It will also help make sense of an earlier question you had…

See that there are three types of information.

  1. Total Information, or just information content of an entity (the area of a circle)
  2. Mutual information, or the shared information between two entities (the overlap between the two circles)
  3. Conditional Information, or the information required for one entity, if we know another entity (the non-overlapping area of one of the circles).

So, in your case, if a single mutation changes a gene:

  1. In the most common understanding, the conditional information is guaranteed to increase (unless the sequence does not change). In this case, we mean the conditional information between the before-mutation and after-mutation sequences. Turns out that it is fairly easy to calculate a reasonable estimate of the conditional information here if it is a single mutation.

  2. In the next most common understand, the mutual information may or may not decrease between the before-mutation and after-mutation sequences… An insertion would keep the mutual information the same, but a deletion or point mutation would reduce it. If A and B are are two unrelate sequences, the chance that mutual information will increase is about a 50/50 coin toss in many if not most cases, as we just learned: The EricMH Information Argument and Simulation - #117.

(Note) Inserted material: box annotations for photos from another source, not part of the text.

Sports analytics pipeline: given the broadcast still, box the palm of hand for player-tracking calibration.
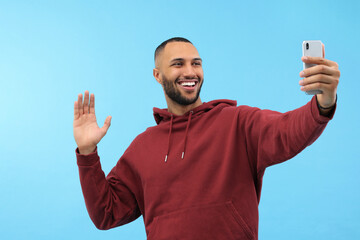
[73,91,111,154]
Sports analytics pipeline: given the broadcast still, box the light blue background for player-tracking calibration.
[0,0,360,240]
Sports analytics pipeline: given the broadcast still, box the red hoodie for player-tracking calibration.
[77,97,332,240]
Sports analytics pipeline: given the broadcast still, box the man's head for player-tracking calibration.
[153,38,204,109]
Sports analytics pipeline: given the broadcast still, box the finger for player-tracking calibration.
[299,74,336,86]
[299,65,340,77]
[90,93,95,114]
[83,91,89,114]
[74,101,79,120]
[101,116,111,135]
[300,82,331,93]
[301,56,338,68]
[77,93,84,115]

  3. In the least common understanding, the information would most likely increase, though there is a small chance it might decrease. The more mutations there are, the more certain we are that the information would increase. Deletions, however, might reduce the information content on average. Randomly mutating a sequence increases its entropy (usually), and information = entropy.

There are several ways of quantifying or measuring these quantities empirically from data. There are also theoretical ways building proofs about the “true” information, which are unmeasurable and unknowable versions of these three quantities too. Of note, many (if not most) of the proofs about “true” information do not carry over to empirical information. That translation step between theoretical “true” information, and empirical information cannot be neglected. Understanding this translation undergirds a strong intuition about how to interpret information measures of complexity.

There are several other things that should be come clear too If we ever talk about mutual information or conditional information in a formal context, we must alway specific to which information is being measured in relation? We can’t talk about the mutual or conditional information of A without specifying B. We cannot claim to be talking about information theory and use the bare term “information” to mean anything other than total information, which equals entropy. Mutual information is the shared entropy between two objects. Conditional entropy is the unshared entropy. So information is entropy. Just as Shannon wrote in his seminal paper.

Questions?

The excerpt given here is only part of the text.